Parliament of India
- Enacted by: Parliament of India

= Ancient Monuments and Archaeological Sites and Remains Act, 1958 =

Act of Government of India

The Ancient Monuments and Archaeological Sites and Remains Act, 1958 (abbreviated as: AMASR Act) is an act of the Parliament of India that provides for the preservation of ancient and historical monuments and archaeological sites and remains of national importance, for the regulation of archaeological excavations and for the protection of sculptures, carvings and other similar objects. It was passed in 1958. The Archaeological Survey of India (ASI) and National Monuments Authority (NMA) functions under the provisions of this act.

== Provisions ==
The act's rules stipulate that the area within 100 metres of a monument is a prohibited area. In addition, the area within 200 meters of the monument is a regulated area. Any repair or modifications of buildings in this area requires prior permission.

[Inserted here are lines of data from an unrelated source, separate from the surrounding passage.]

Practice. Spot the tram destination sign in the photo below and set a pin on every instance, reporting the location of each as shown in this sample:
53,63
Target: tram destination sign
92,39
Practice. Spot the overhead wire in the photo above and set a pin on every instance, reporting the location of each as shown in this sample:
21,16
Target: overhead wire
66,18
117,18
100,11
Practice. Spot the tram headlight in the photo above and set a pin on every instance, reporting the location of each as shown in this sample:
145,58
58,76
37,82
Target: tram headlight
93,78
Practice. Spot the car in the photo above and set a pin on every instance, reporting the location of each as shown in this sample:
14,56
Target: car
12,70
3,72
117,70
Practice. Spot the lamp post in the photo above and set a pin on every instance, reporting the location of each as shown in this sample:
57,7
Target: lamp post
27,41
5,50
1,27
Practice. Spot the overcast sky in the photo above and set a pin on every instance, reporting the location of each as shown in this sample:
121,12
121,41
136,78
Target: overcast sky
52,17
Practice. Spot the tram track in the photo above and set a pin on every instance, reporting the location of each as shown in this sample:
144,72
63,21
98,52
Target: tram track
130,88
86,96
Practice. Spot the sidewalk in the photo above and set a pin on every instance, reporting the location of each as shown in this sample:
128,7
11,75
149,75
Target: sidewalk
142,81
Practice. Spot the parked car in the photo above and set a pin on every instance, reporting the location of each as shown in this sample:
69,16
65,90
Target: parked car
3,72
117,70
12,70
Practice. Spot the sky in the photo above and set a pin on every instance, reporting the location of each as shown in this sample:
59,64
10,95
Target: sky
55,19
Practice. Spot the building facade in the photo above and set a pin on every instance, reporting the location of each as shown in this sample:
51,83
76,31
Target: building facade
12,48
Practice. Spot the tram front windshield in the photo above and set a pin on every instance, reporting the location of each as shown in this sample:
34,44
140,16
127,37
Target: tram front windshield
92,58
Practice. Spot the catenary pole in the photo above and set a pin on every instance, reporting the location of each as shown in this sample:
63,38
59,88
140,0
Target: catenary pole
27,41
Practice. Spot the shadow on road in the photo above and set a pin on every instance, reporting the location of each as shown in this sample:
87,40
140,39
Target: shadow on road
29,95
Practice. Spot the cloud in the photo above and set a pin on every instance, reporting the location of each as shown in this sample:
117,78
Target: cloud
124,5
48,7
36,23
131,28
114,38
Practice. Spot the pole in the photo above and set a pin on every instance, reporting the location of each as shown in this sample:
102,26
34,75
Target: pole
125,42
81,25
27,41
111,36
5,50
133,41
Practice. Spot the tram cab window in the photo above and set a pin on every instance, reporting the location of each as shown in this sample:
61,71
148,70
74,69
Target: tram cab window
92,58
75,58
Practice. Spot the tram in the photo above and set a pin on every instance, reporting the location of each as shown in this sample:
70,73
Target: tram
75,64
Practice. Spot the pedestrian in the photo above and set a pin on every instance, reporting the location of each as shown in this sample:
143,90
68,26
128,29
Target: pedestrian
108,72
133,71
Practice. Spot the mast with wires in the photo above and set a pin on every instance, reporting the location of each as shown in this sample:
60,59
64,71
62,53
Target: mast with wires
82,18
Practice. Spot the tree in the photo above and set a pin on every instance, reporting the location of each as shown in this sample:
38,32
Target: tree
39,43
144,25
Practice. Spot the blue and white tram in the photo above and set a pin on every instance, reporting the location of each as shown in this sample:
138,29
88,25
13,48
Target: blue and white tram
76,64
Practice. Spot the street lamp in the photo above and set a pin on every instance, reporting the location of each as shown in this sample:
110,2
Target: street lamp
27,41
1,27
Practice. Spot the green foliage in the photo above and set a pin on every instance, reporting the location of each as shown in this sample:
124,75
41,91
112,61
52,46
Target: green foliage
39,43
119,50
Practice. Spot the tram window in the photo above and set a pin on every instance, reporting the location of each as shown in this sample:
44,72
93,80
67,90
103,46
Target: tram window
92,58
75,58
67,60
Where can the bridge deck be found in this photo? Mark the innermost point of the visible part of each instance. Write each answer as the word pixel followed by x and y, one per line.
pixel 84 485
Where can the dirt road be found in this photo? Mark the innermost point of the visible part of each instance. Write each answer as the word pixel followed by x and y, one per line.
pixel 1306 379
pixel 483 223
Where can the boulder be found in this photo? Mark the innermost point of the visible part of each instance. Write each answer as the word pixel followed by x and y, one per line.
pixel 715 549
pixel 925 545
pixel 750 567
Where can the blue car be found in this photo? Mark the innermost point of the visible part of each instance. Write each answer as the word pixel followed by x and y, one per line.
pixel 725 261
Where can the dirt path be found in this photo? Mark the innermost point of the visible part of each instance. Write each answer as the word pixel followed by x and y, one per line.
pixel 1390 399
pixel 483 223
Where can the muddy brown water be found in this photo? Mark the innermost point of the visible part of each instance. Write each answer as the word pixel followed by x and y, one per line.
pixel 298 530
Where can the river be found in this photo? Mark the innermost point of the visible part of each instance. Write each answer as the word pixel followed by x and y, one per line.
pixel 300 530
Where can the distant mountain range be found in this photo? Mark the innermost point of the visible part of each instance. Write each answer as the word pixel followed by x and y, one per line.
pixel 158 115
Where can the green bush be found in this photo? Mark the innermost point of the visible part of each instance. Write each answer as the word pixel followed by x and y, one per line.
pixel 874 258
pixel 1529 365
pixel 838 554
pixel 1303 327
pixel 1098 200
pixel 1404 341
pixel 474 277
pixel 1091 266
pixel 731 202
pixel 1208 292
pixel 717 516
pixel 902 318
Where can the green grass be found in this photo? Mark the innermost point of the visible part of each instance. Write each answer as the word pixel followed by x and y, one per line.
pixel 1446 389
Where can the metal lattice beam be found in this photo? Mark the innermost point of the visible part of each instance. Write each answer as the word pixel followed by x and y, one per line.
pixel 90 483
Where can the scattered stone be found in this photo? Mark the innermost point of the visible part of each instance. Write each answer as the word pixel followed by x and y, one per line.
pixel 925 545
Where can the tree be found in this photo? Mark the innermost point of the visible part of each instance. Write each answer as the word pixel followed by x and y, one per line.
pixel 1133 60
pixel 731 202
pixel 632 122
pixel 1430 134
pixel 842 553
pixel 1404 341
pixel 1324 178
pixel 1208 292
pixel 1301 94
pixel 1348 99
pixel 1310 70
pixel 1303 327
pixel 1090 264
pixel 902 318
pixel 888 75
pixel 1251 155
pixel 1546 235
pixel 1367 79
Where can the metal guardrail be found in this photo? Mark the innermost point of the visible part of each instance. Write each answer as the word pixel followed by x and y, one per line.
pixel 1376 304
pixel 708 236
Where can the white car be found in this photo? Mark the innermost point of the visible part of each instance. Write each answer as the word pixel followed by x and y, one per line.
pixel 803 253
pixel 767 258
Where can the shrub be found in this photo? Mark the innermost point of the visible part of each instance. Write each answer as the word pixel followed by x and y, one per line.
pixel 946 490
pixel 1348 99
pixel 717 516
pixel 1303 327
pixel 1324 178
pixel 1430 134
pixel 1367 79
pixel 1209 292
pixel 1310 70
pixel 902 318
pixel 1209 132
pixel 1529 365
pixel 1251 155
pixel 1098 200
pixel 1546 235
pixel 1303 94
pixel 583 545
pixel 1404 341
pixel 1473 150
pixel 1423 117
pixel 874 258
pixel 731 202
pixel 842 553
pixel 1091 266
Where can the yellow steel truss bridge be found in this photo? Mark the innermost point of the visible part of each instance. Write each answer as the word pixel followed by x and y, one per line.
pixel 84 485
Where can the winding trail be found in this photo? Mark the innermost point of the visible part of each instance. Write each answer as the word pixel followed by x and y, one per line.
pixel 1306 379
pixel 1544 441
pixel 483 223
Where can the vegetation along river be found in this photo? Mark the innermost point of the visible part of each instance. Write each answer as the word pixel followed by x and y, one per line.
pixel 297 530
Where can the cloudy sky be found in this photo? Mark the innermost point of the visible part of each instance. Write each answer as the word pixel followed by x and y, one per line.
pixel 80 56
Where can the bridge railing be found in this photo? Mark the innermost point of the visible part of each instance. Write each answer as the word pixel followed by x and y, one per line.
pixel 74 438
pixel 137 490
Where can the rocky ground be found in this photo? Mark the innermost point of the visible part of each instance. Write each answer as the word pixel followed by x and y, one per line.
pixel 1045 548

In 2023 the culture minister of India suggested that amendments to the act could soon be expected.

== National Monuments Authority ==
The National Monuments Authority (NMA) is a statutory body under Government of India's Ministry of Culture, established in 2011 to protect centrally protected monuments. It regulates construction, repairs, and development in prohibited and regulated areas around these sites to prevent encroaching urbanization, ensuring the preservation of India's heritage.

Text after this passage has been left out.